Ocular massage is believed to be a simple procedure to reduce intraocular pressure (IOP). Ocular response analyser (ORA) is a non-contact tonometer that measures corneal hysteresis (CH) and corneal resistance factor (CRF).1 The ORA provides a corneal-compensated IOP (IOPcc), which is less affected by central corneal thickness (CCT).2 How much IOP can be reduced from ocular massage and how ocular massage affects corneal biomechanics?

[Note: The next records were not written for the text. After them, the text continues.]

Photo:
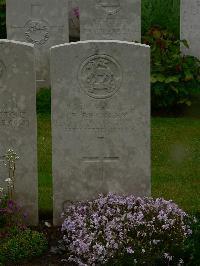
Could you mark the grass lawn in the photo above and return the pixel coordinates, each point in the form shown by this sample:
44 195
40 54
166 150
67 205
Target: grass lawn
175 162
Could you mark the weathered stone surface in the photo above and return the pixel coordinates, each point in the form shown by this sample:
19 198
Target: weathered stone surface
100 120
74 23
110 20
43 23
18 120
190 22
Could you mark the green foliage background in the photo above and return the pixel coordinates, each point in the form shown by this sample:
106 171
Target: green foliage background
165 13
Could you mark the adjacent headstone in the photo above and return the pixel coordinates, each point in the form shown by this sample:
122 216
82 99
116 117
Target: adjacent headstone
74 23
100 120
110 20
18 121
43 23
190 22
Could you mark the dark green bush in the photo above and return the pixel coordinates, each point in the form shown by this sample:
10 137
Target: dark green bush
23 245
175 78
165 13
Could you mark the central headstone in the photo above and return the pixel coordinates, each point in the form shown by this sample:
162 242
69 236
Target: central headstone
18 128
100 120
43 23
110 20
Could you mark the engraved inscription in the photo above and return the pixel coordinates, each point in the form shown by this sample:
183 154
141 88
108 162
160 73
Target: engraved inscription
98 121
108 27
100 76
2 70
13 119
110 6
37 32
94 167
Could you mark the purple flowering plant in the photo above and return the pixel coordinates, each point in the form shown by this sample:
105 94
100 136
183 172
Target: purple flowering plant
124 230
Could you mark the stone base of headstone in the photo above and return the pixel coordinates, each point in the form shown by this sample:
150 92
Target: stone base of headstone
18 122
100 120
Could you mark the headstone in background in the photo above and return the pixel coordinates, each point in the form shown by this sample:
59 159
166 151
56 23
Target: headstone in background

Fifty-three young healthy adults (20–31 years) were recruited. This study was approved by the Ethics Committee of the institute. One eye was randomly selected and four measurements in accordance with the instruction manual were first taken using the ORA. Subjects were at rest for 10 min and another four measurements were taken again. Each subject then wore an eye massager (iCare 2000, OSIM International Ltd, Singapore) to receive ocular massage for 5 min. The vibration mode was set to the maximum level. Subjects were instructed to tilt the lower part of the eye massager slightly upwards to provide more direct pressure through the upper eyelid (Figure 1). Four final measurements were taken after the ocular massage. Table 1 lists the IOPcc, CH, and CRF results from the three sessions. Repeated measure analysis of variance, with post hoc test, demonstrated significantly lower IOPcc and higher CH after ocular massage. The CRF was significantly lower after ocular massage. The difference between the first and second sessions was not significant, indicating good repeatability. The change in IOPcc was independent of the initial IOPcc (correlation coefficient r=0.06, P=0.68), CH (r=0.06, P=0.67), and CRF (r=0.09, P=0.54). Figure 2 shows the distribution of the IOPcc change.

Figure 1
figure 1

The eye massager being worn with tilting of the lower part slightly upward for a more direct vibrating force through the upper eyelid.

Table 1 Mean±SD of ORA measurements from the three sessions.
Figure 2
figure 2

Distribution of change in IOPcc from ocular massage. Positive value indicates IOP increase after ocular massage.

Forty subjects (76%) demonstrated IOP drop >1 mmHg (mean±SD=3.73±1.53 mmHg; maximum reduction: 7 mmHg). Clinically, digital ocular compression through the eyelids for several minutes may be enough to reduce the IOP. The central corneal thickness was not measured here, but using IOPcc could reduce the influence of CCT.2 We confirmed that ocular massage is effective in reducing IOP. Its influence on corneal biomechanics is relatively small. We do not know if subjects with high IOP will have a similar IOP change. Nevertheless, IOP reduction is independent of the initial IOP. The duration of IOP reduction requires further analysis.